Re: [PATCH v3 0/2] libnvdimm/e820: Add a new parameter to configure many regions per e820 entry

Pasha Tatashin <pasha.tatashin@xxxxxxxxxx> · Thu, 28 Aug 2025 22:40:11 -0400

On Thu, Aug 28, 2025 at 8:48 PM Ira Weiny <ira.weiny@xxxxxxxxx> wrote:
>
> Michał Cłapiński wrote:
> > On Tue, Jul 1, 2025 at 2:05 PM Michał Cłapiński <mclapinski@xxxxxxxxxx> wrote:
> > >
> > > On Wed, Jun 25, 2025 at 11:16 PM Ira Weiny <ira.weiny@xxxxxxxxx> wrote:
> > > >
> > > > Michal Clapinski wrote:
> > > > > This includes:
> > > > > 1. Splitting one e820 entry into many regions.
> > > > > 2. Conversion to devdax during boot.
> > > > >
> > > > > This change is needed for the hypervisor live update. VMs' memory will
> > > > > be backed by those emulated pmem devices. To support various VM shapes
> > > > > I want to create devdax devices at 1GB granularity similar to hugetlb.
> > > > > Also detecting those devices as devdax during boot speeds up the whole
> > > > > process. Conversion in userspace would be much slower which is
> > > > > unacceptable while trying to minimize
> > > >
> > > > Did you explore the NFIT injection strategy which Dan suggested?[1]
> > > >
> > > > [1] https://lore.kernel.org/all/6807f0bfbe589_71fe2944d@xxxxxxxxxxxxxxxxxxxxxxxxx.notmuch/
> > > >
> > > > If so why did it not work?
> > >
> > > I'm new to all this so I might be off on some/all of the things.
> > >
> > > My issues with NFIT:
> > > 1. I can either go with custom bios or acpi nfit injection. Custom
> > > bios sounds rather aggressive to me and I'd prefer to avoid this. The
> > > NFIT injection is done via initramfs, right? If a system doesn't use
> > > initramfs at the moment, that would introduce another step in the boot
> > > process. One of the requirements of the hypervisor live update project
> > > is that the boot process has to be blazing fast and I'm worried
> > > introducing initramfs would go against this requirement.
> > > 2. If I were to create an NFIT, it would have to contain thousands of
> > > entries. That would have to be parsed on every boot. Again, I'm
> > > worried about the performance.
> > >
> > > Do you think an NFIT solution could be as fast as the simple command
> > > line solution?
> >
> > Hello,
> > just a follow up email. I'd like to receive some feedback on this.
>
> Apologies.  I'm not keen on adding kernel parameters so I'm curious what
> you think about Mike's new driver?[1]

Hi Ira,

Mike's proposal and our use case are different.

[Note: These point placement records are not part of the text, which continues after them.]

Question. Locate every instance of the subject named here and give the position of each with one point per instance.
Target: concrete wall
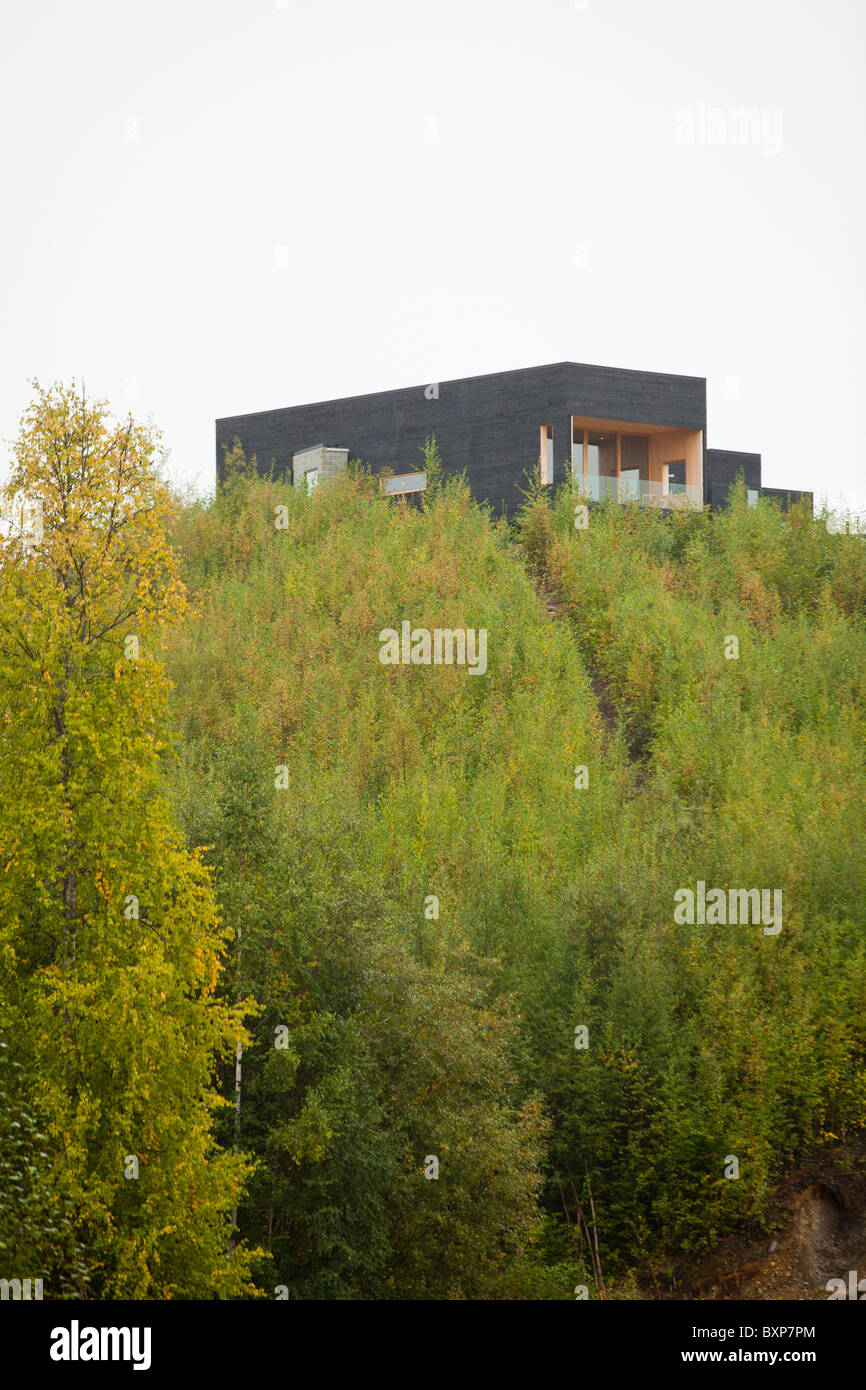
(330, 462)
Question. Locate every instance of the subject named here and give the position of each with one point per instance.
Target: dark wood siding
(720, 473)
(484, 426)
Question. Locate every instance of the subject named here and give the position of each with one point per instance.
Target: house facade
(630, 435)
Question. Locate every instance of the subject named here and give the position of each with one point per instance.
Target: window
(674, 478)
(396, 485)
(546, 455)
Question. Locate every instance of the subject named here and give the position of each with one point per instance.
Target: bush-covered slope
(434, 901)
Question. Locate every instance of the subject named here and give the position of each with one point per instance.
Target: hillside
(453, 893)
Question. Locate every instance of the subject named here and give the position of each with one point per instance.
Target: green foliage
(409, 937)
(110, 948)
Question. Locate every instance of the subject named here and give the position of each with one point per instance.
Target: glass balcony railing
(598, 488)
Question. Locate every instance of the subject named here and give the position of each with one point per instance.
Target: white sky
(217, 207)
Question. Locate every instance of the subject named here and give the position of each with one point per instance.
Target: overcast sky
(239, 205)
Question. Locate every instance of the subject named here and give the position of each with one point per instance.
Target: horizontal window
(402, 483)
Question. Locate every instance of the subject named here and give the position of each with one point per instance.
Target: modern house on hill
(631, 435)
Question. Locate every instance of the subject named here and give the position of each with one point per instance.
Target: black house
(633, 435)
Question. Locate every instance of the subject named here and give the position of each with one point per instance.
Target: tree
(110, 945)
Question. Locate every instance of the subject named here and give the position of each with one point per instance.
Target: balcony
(672, 495)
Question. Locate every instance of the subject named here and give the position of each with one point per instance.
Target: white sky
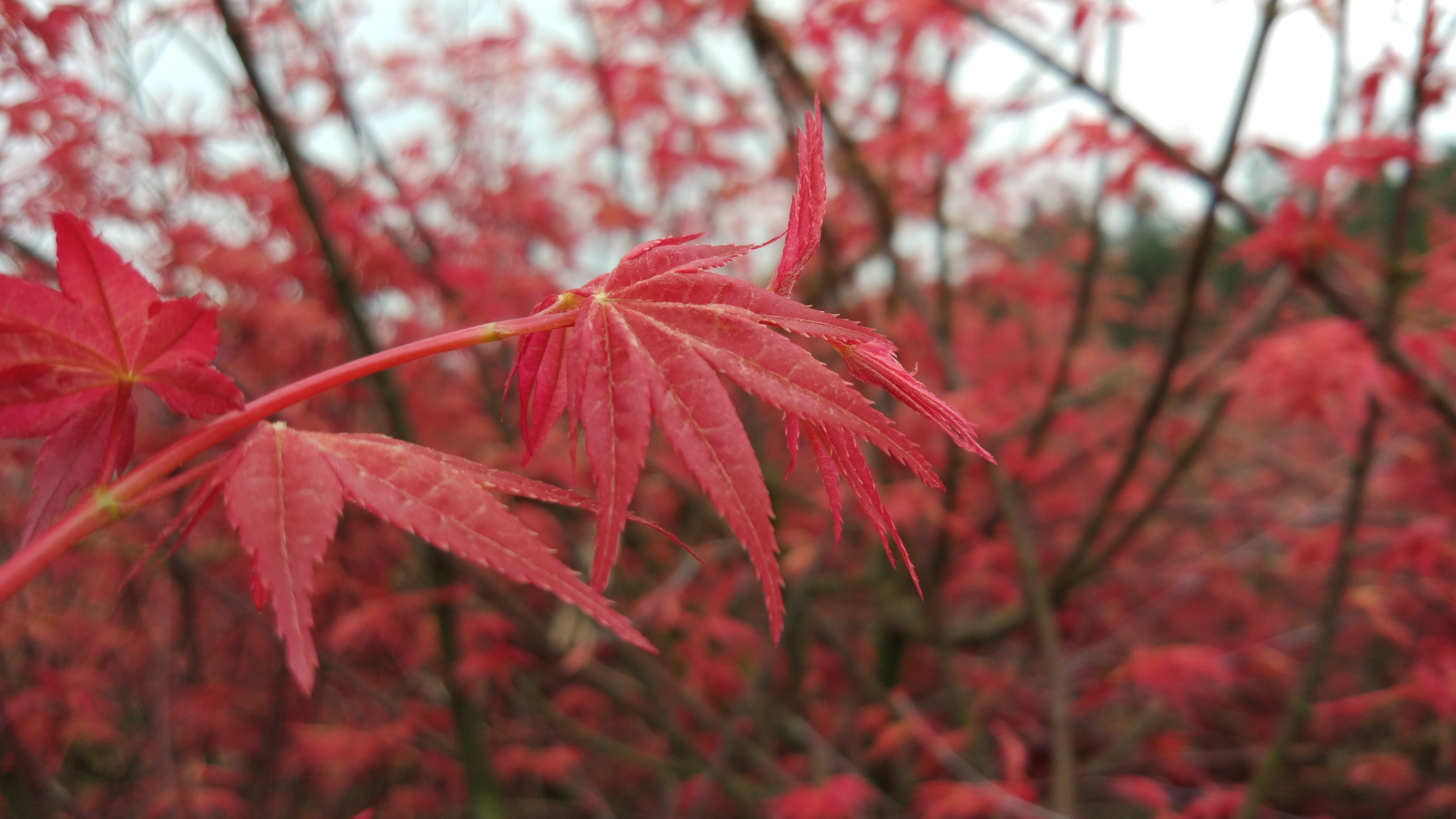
(1180, 63)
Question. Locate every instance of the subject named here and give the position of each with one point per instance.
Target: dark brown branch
(484, 793)
(1187, 304)
(778, 60)
(27, 253)
(1078, 79)
(998, 624)
(1069, 576)
(1301, 703)
(1045, 622)
(1077, 331)
(1435, 394)
(1395, 280)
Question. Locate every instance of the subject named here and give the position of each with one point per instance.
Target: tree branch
(1045, 622)
(1187, 304)
(1395, 280)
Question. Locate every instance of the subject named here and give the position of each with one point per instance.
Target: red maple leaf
(652, 339)
(284, 490)
(69, 362)
(842, 796)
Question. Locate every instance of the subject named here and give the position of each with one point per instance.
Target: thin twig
(998, 624)
(1087, 272)
(1301, 701)
(1395, 280)
(27, 253)
(960, 768)
(1212, 178)
(1190, 286)
(484, 793)
(1045, 622)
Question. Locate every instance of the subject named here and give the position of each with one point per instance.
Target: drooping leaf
(612, 409)
(73, 455)
(445, 500)
(657, 331)
(284, 490)
(70, 358)
(284, 500)
(807, 209)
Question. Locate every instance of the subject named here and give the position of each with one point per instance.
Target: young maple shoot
(654, 333)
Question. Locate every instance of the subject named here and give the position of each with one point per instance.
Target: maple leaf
(70, 359)
(660, 329)
(284, 490)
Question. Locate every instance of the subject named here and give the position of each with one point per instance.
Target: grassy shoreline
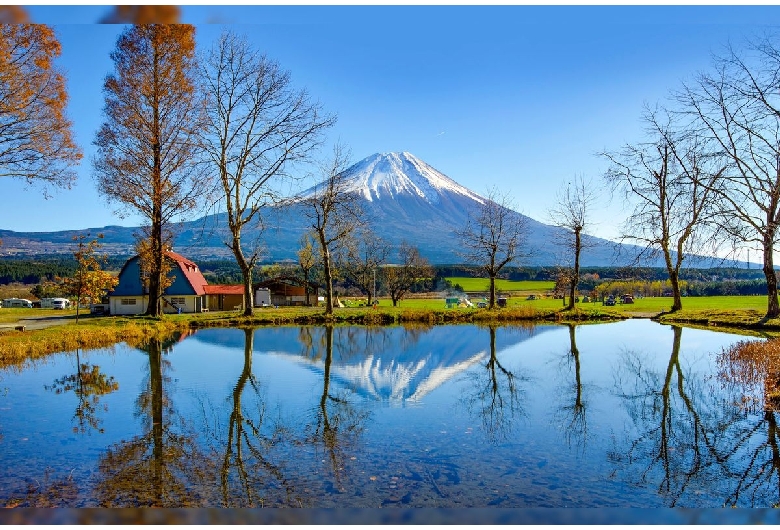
(18, 347)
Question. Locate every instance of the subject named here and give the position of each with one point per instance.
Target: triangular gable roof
(190, 271)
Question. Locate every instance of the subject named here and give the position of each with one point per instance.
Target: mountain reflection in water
(631, 414)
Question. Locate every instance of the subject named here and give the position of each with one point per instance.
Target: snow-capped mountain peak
(388, 175)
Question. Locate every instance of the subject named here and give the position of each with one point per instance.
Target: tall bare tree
(259, 126)
(670, 180)
(412, 269)
(36, 139)
(736, 106)
(364, 254)
(307, 261)
(147, 145)
(334, 212)
(573, 204)
(493, 237)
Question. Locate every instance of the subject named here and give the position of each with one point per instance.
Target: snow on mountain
(390, 175)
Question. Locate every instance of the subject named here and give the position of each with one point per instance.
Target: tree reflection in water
(496, 397)
(88, 384)
(571, 414)
(248, 475)
(753, 368)
(693, 440)
(338, 423)
(164, 466)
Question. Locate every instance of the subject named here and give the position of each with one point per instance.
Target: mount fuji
(404, 198)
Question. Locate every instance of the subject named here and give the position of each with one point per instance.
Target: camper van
(16, 302)
(55, 303)
(262, 297)
(60, 303)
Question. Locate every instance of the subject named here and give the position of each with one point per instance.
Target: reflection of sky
(390, 364)
(437, 437)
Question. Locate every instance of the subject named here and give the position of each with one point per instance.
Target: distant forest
(699, 282)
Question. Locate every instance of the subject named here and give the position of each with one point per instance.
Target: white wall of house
(188, 304)
(136, 305)
(127, 305)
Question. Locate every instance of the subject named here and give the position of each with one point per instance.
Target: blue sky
(517, 97)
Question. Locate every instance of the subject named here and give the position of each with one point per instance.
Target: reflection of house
(289, 291)
(224, 297)
(186, 292)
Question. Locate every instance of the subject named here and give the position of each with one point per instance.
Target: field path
(38, 322)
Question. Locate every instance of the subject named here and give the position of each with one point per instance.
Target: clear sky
(517, 97)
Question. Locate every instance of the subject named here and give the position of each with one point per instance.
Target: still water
(623, 415)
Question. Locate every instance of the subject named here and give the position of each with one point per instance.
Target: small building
(285, 291)
(224, 297)
(186, 294)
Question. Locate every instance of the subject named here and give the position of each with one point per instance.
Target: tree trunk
(674, 279)
(575, 278)
(156, 270)
(246, 275)
(773, 309)
(306, 288)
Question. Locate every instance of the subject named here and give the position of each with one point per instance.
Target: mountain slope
(404, 199)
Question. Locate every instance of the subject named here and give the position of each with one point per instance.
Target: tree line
(226, 129)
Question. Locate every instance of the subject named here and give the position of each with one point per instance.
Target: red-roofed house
(224, 297)
(186, 294)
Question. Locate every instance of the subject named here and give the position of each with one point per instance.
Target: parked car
(60, 303)
(17, 302)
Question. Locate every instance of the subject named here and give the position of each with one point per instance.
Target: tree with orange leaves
(147, 145)
(36, 141)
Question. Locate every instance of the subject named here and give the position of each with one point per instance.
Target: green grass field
(483, 284)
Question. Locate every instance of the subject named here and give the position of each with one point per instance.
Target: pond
(624, 415)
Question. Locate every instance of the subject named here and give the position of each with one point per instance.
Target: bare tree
(670, 180)
(736, 106)
(573, 204)
(307, 261)
(411, 269)
(493, 237)
(334, 212)
(259, 126)
(148, 141)
(364, 254)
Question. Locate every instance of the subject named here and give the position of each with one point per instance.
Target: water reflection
(248, 470)
(496, 397)
(693, 440)
(89, 384)
(338, 422)
(571, 411)
(348, 416)
(163, 466)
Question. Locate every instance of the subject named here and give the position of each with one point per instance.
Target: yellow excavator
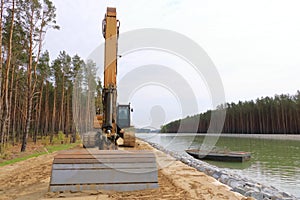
(101, 165)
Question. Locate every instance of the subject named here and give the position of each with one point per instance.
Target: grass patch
(50, 149)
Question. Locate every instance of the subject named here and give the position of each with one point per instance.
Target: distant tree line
(36, 94)
(269, 115)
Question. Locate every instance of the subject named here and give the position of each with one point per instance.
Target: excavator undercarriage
(101, 165)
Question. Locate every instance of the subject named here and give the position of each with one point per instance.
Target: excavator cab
(104, 168)
(123, 119)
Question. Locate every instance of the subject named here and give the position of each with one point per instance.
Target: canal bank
(243, 186)
(274, 162)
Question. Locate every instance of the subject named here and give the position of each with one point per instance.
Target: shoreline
(294, 137)
(241, 185)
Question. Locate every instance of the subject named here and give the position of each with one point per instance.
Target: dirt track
(29, 180)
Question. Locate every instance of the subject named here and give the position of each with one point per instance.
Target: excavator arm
(106, 168)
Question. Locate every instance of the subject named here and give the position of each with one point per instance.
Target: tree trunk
(5, 117)
(29, 85)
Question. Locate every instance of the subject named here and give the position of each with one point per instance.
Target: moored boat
(226, 156)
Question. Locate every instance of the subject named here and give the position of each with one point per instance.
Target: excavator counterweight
(100, 165)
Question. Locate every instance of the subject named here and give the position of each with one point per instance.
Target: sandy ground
(30, 179)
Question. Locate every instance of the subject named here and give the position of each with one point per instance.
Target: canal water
(274, 162)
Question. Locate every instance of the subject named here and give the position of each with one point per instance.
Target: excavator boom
(98, 166)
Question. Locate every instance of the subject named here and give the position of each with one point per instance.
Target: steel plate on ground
(119, 170)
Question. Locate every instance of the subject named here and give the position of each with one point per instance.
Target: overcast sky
(255, 45)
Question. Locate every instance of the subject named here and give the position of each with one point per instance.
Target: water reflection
(273, 162)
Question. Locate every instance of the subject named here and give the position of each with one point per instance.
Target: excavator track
(91, 169)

What we're proposing is a way to automatically convert emulated PMEM
into DAX/FSDAX during boot and subdivide it into page-aligned chunks
(e.g., 1G/2M). We have a userspace agent that then manages these
devdax devices, similar to how HugeTLB pages are handled, allowing the
chunks to be used in a cloud environment to support guest memory for
live updates.

To be clear, we are not trying to make the carved-out PMEM region
scalable. The hypervisor's memory allocation stays the same, and these
PMEM/DAX devices are used exclusively for running VMs. This approach
isn't intended for the general-purpose, scalable persistent memory use
case that Mike's driver addresses.

Pasha